PhantomData is a Zero-Sized Type. In Rust’s #[repr(C)], ZSTs remain zero-sized, so we could add PhantomData to a layout-sensitive struct without damaging the layout.
But PhantomData cannot be used in types with #[repr(C)], because PhantomData itself is not #[repr(C)]. It triggers the improper_ctypes warning.
(Side note: the fact that marking a struct #[repr(C, packed)] and including a non-C-repr member is a warning by default, and not an error, is disconcerting.)
#[repr(C, packed)] is overloaded to mean two things:
- Lay this out like C.
- Lay this out exactly as I have written it without any clever field reordering.
In embedded/driver development we use meaning 2. Under this meaning, it’s reasonable (if unusual) to want a laid-out-as-written type (such as a register set) to take an otherwise unbound type parameter, requiring the use of PhantomData. (I am attempting to use this to model the distinctions between the six different timer-counter flavors on the STM32F4, for example.)
Because PhantomData is a lang item, I can’t define my own equivalent of it bearing #[repr(C)] (and still link with core).
This same set of problems applies to UnsafeCell, something that comes up in discussions of the right way to model “volatile” register accesses in Rust (e.g. here). UnsafeCell is not #[repr(C)], so it can’t be used to safely model parts of layout-sensitive aggregate types. What do I mean by this? Here is a lightly-contrived example derived from @huon’s suggestions from that thread:
#[repr(C, packed)]
struct Volatile<T> {
val: UnsafeCell<T>,
}
impl<T> Volatile<T> {
pub fn get(&self) -> T { ... }
pub fn set(&self, v: T) { ... }
}
#[repr(C, packed)]
struct Registers {
a: Volatile<u32>,
b: Volatile<u32>,
...
}
UnsafeCell is more complicated than PhantomData because its ability to be #[repr(C)] depends on whether its type parameter is #[repr(C)].
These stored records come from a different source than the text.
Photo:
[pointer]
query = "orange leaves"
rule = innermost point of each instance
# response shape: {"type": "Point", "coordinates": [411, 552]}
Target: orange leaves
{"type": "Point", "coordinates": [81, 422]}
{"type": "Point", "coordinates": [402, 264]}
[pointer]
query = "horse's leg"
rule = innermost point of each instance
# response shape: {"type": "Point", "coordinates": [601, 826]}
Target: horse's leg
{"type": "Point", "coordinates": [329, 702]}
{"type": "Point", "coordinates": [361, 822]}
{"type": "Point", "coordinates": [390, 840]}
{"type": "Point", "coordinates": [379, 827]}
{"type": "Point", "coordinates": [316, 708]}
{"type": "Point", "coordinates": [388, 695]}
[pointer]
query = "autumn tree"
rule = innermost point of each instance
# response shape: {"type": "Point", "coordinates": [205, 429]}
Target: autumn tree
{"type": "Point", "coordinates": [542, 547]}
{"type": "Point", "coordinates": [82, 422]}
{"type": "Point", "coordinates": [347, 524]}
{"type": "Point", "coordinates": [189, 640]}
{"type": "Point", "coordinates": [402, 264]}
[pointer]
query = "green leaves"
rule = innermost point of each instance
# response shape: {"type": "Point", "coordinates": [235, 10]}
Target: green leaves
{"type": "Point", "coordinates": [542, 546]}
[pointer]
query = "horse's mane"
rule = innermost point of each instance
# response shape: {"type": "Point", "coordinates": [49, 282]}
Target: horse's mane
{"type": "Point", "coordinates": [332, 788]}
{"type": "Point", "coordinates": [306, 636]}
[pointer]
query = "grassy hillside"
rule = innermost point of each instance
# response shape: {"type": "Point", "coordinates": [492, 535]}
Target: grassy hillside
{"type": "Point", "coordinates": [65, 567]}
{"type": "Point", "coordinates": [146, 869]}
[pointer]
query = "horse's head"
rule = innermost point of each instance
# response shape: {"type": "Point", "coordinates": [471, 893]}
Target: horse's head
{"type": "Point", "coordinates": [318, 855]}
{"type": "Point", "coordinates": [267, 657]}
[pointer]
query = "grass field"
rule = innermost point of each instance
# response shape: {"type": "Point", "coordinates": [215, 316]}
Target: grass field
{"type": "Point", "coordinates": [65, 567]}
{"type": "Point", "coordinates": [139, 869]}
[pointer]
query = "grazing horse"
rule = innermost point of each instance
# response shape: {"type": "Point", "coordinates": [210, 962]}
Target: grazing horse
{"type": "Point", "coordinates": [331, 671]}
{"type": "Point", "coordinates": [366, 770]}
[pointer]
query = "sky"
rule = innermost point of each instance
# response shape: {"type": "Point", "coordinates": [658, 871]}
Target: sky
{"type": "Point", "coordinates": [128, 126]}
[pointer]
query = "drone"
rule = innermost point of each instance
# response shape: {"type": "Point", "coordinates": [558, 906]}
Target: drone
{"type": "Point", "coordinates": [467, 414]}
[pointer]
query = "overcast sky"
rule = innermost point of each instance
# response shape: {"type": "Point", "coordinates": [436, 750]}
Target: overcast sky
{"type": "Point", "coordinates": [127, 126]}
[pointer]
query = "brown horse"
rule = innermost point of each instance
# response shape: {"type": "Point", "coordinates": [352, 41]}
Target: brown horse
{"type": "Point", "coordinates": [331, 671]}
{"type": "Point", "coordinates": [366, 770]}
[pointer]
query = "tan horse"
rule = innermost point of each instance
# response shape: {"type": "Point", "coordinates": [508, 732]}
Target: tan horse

Like PhantomData, UnsafeCell is a lang item, so I can’t replace it (at least if I want to link with core).
So:
-
Is there a way we could enable the use of phantom type parameters in #[repr(C)] types? For example, could we mark PhantomData as #[repr(C)] – would this hurt anything?
-
Should there be a way to indicate conditional #[repr(C)] that can degrade, e.g. "UnsafeCell<T> is #[repr(C)] iff T is #[repr(C)]?" Sort of like noexcept in modern C++. (In practice, improper_ctypes being a warning rather than an error by default almost achieves this for all uses of #[repr(C)]… but that’s not the right answer.)